Many parents and children who felt bruised and battered following the break-up of the original family find healing and satisfaction in the new start promised by remarriage. In fact, 70 percent of divorced Americans remarry with optimism and hope that things will be different the second time around. The new marriages that thrive are those where the partners have worked on these 5 Rs together.
Reflect on your own role for what went wrong the first time. Those who don't learn from experience really are bound to repeat it. If either of you is still blaming the ex for everything that went wrong, you aren't ready for a new marriage. It's only when individuals take full responsibility for their part in the break down of a relationship that they can avoid making the same mistakes.
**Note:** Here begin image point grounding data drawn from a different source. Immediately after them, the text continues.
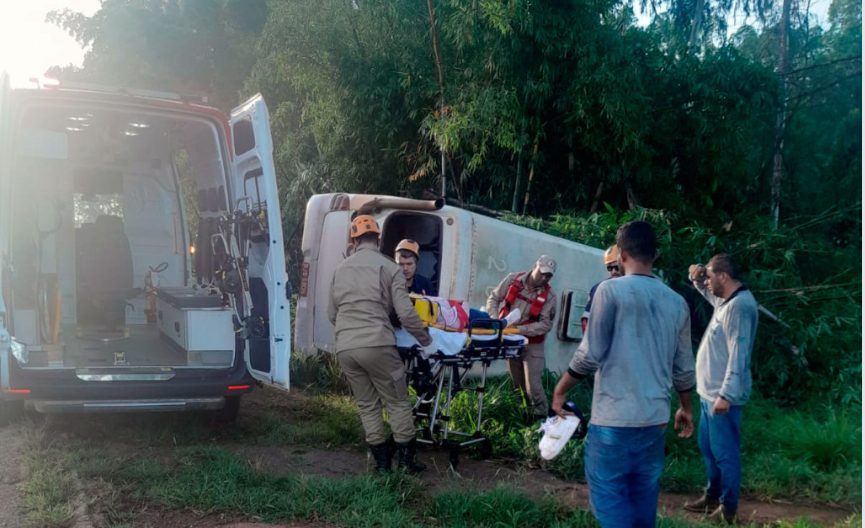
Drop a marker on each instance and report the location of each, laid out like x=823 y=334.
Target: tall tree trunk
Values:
x=517 y=180
x=597 y=199
x=441 y=82
x=696 y=24
x=531 y=174
x=781 y=118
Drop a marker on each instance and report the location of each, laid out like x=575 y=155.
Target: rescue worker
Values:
x=407 y=254
x=529 y=292
x=611 y=261
x=367 y=287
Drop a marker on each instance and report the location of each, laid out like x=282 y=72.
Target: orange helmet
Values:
x=611 y=255
x=363 y=224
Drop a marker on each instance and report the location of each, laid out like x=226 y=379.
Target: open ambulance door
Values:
x=258 y=233
x=5 y=206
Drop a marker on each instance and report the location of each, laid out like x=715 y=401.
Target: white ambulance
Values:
x=141 y=252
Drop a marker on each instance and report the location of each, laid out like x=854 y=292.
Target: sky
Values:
x=29 y=45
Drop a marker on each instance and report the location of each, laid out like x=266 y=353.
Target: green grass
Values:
x=321 y=420
x=810 y=452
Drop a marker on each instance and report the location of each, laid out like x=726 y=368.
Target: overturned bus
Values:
x=465 y=254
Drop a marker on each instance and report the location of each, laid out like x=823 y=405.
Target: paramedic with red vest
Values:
x=531 y=294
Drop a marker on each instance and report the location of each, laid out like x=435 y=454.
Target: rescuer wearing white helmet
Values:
x=611 y=261
x=367 y=287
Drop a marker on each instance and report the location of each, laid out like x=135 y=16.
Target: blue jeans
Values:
x=623 y=468
x=719 y=439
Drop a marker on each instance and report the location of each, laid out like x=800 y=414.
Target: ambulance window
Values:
x=426 y=230
x=244 y=137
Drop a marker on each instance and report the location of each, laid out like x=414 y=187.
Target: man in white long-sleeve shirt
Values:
x=638 y=346
x=723 y=382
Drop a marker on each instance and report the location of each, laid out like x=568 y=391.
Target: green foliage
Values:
x=499 y=507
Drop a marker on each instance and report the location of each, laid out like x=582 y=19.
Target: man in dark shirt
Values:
x=407 y=255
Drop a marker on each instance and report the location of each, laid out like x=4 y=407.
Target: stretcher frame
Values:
x=439 y=378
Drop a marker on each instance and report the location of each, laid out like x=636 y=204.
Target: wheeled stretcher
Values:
x=438 y=373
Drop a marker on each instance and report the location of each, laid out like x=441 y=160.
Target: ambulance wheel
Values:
x=228 y=414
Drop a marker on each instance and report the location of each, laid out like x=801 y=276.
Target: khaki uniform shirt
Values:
x=366 y=287
x=528 y=328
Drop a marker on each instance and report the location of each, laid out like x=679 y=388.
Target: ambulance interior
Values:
x=121 y=255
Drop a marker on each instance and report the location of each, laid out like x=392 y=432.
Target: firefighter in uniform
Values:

Have Realistic expectations. Sometimes love does indeed make people blind. But if the new relationship is to last, it's crucial to take off the rose colored glasses and to get back in touch with reality. Your new partner isn't perfect. Neither are you. The new relationship isn't going to solve all your problems. It's enough to work together to create a workable, loving but pretty averagely content new family.
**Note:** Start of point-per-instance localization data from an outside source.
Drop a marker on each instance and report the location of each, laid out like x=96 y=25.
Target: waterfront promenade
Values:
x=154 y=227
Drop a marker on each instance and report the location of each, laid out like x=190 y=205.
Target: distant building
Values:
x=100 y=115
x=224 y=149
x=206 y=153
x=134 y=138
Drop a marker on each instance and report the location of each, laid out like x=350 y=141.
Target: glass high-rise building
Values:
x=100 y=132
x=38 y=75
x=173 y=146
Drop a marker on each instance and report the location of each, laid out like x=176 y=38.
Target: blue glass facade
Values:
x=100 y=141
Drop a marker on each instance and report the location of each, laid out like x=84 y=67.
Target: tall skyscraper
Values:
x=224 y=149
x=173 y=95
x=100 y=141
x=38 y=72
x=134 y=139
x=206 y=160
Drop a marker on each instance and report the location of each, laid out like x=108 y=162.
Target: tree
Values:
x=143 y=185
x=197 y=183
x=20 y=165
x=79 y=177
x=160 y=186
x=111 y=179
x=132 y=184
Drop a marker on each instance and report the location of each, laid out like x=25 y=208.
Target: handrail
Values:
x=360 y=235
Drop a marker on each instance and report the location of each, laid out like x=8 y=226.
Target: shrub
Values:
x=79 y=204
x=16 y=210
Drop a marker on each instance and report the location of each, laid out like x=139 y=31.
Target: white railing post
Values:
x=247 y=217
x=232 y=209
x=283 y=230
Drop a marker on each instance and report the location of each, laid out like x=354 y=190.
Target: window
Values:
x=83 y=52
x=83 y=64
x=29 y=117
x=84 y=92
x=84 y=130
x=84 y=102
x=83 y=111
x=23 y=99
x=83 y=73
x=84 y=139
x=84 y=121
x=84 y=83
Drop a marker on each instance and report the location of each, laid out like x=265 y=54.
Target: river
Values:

Learn how to Resolve conflicts. There's no way to avoid it: Every relationship has conflicts. Learn to embrace them as the place where you and your partner can grow. Work as a team against the problem rather than fight with each other and both of you and your relationship can mature.
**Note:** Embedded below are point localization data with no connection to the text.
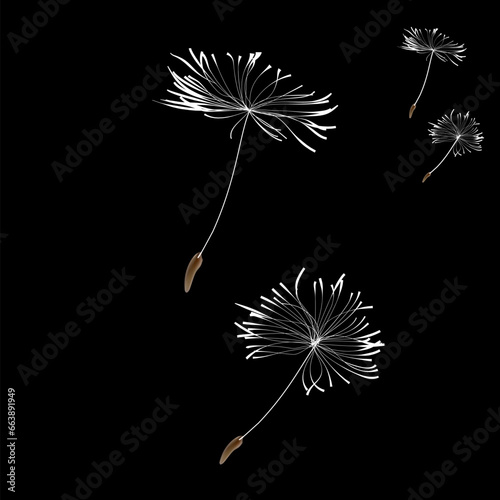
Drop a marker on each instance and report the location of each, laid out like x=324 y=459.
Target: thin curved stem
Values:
x=229 y=186
x=427 y=175
x=425 y=80
x=452 y=146
x=276 y=402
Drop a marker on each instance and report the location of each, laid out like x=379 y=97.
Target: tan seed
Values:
x=233 y=445
x=193 y=266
Recognize the step-parenting is complicated. If either or both of you have children, there are layers upon layers of complex relationships. The children have a longer and deeper relationship with their parent than the parent has with the partner. However much they may like the new adult in their lives, the kids have loyalties to both their biological parents. The kids' other parent is part of your lives, whether in reality or in the kids' mythology. There are family members of the ex to take into account. Scheduling of who goes where when is the topic of countless conversations. Creating a step family is almost never easy. Cut everyone some slack as you all work on it together.
Relax into the new relationship. New love is intoxicating stuff. It's natural to want to take the relationship to the next level. It's understandable that you may want to get as intimate as you can as quickly as you can. Don't. Take your time -- especially if children are involved. You need to see yourselves and each other clearly, learn to be a team when conflicts arise and accept the complications of the step-parenting relationship before, not after, you tie the knot.